As an alternative to the pressure vessel, it would also be nice to have a version of this bag that can work in a microwave. Obviously that version can't use any metal like Mylar does, since that wouldn't work for a microwave. The bag would have to reliably/safely hold pressure, even if only for a relatively shorter period of time, perhaps with the aid of some kind of clamp that goes over the mouth of the bag. That clamp thing would have a pressure release valve, so that pressure would release from it when it goes over a certain level. The clamp thing would also have a built-in temperature probe which could poke into the meat and provide temperature feedback to the microwave appliance, which could even cook at lower Sous-Vide temperatures, before doing the higher-temperature cooking inside the pressurized bag. Hmm, maybe this last paragraph deserves a separate submission post of its own, since it would require distinct engineering. Bleh, whatever.

sanman, Apr 13 2025

Microwave Chicken Bag https://www.youtube...watch?v=8YAfvpA3caM
Cook Your Chicken in Microwave [sanman, Apr 13 2025]

QuickCusine Bags https://www.youtube...watch?v=KknI3RAEhXQ
another microwaveable chicken bag, but without the previous annoying music [sanman, Apr 13 2025]

Retort Pouches https://www.youtube.com/@Steve1989MRE
Virtually every MRE has one. [minoradjustments, Apr 14 2025]

[link]






       Smells good. [+]
pertinax, Apr 13 2025
  

       Tasty, tasty microplastics [+]
Voice, Apr 13 2025
  

       Not a problem, make it out of asbestos. [+]
doctorremulac3, Apr 13 2025
  

       @Voice: well, the Mylar would have the metal foil coating which would be what contacts the food, not the plastic side. For the microwave-friendly version, we' could use food-grade silicone for the bag.
sanman, Apr 14 2025
  

       Pressure cookers only get to ~121°C. So if Mylar were nylon (commonly PA-6) then it would be fine up to 200°C or so. It's not nylon though, it's PET which starts glass transition at 100°C or so. All the other common food vacuum bag materials are similar, it's the low melting temp that makes them quick and easy to seal.   

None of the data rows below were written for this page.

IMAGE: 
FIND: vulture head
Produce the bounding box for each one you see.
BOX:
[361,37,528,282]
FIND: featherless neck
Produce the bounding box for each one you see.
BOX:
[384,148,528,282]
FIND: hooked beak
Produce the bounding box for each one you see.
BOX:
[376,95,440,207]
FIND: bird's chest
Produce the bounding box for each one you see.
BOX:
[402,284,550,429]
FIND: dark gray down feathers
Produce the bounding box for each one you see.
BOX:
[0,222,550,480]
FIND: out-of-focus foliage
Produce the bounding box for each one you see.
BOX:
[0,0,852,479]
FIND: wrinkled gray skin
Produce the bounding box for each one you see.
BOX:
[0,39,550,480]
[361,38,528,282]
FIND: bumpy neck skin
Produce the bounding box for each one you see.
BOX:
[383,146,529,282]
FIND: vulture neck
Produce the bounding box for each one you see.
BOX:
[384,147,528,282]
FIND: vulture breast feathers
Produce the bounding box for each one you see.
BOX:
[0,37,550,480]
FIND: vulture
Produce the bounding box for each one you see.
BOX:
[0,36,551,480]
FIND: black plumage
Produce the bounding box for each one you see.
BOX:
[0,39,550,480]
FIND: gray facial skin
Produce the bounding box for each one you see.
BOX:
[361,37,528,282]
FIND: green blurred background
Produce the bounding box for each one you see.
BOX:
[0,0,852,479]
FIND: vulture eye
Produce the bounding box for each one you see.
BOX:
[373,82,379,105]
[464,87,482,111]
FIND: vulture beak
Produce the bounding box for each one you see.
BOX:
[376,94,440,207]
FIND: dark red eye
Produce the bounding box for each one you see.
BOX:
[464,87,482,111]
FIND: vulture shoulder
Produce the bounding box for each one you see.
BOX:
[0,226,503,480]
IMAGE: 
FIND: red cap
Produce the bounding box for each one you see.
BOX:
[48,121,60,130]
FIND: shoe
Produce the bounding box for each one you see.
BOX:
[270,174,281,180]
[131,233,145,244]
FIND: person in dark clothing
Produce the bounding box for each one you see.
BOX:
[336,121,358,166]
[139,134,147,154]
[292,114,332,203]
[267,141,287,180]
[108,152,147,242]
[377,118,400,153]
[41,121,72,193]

       The pressure in a pressure cooker is also not a problem in this setting, since you've vacuumed all the gas out, the contents is essentially a liquid-solid mix. In a pressure cooker you get maybe a couple of atmospheres of pressure acting on the bag, but the contents compresses minimally leading to no net forces. A bit like how fish don't crush at large depths, it's only us gas breathers that have problems.   

       In a microwave, the pressure DOES become a problem. You microwave in a sealed bag and some of the water boils and generates steam. That steam pressure will rise until you stop adding energy or something fails.   

       Microwave pressure cookers are a thing, although they're a bit of an engineering challenge and largely an unnecessary overcomplication.
bs0u0155, Apr 14 2025
  

       //Pressure cookers only get to ~121°C//   

       That depends on the pressure, which depends on how much ill-advised aftermarket modification has been done to the safety valve and pressure regulator.